I. Zur geplanten Erweiterung der Möglichkeiten zur Videoüberwachung, § 15 a PolG NRW
Die Überwachung öffentlicher Plätze mittels Videokameras ist ein schwerwiegender Eingriff in die Grundrechte zahlloser unbescholtener Bürger. Bereits die Anwesenheit der Kameras stellt wegen der durch sie hervorgerufenen Unsicherheit, ob ein Verhalten behördlich registriert wird, einen Grundrechtseingriff dar. Denn der durch die Kameras bewirkte "psychische Druck öffentlicher Anteilnahme" erzeugt einen Konformitätsdruck, der geeignet ist, die Bürger von der Ausübung ihrer Grundrechte, z.B. von der Organisation spontaner Versammlungen, abzuhalten.

1. Unverhältnismäßigkeit der geplanten Regelung
Deshalb genügt ein Gesetz, das die Polizei zur Videoüberwachung ermächtigt, nur dann dem Verhältnismäßigkeitsgrundsatz, wenn es die Maßnahme von Bedingungen abhängig macht, die sicherstellen, dass die Überwachung nur zur Verfolgung schwerwiegender Kriminalität und ausschließlich an Kriminalitätsbrennpunkten erfolgen darf.

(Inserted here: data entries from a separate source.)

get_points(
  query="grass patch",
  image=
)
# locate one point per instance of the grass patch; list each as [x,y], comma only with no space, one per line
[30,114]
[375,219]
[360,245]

Bereits die alte Fassung des § 15 a PolG begegnete insoweit Bedenken, denn sie ermöglichte die Überwachung bereits z.B. zur Verhinderung von Delikten wie etwa eines Fahrraddiebstahls (§ 243 StGB).

Nach dem von der Landesregierung vorgelegten Entwurf soll die Videoüberwachung dagegen nunmehr nahezu schrankenlos ermöglicht werden. Die Beschränkung auf "Straftaten von erheblicher Bedeutung" wird aufgegeben. Begründet wird dies damit, dass die Maßnahme auch für die Verhütung von "Diebstahl, Körperverletzung und Sachbeschädigung" eingesetzt werden soll. Dabei wird verschwiegen, dass weite Bereiche der Diebstahls- und Körperverletzungsdelikte bereits nach der bisher geltenden Rechtslage von der Ermächtigung erfasst waren. Damit wird zugleich die Stoßrichtung der Reform deutlich, denn übrig bleibt vor allem die Sachbeschädigung, also insbesondere der Einsatz der Videoüberwachung zur Bekämpfung von Graffiti und anderen Formen von Bagatellkriminalität.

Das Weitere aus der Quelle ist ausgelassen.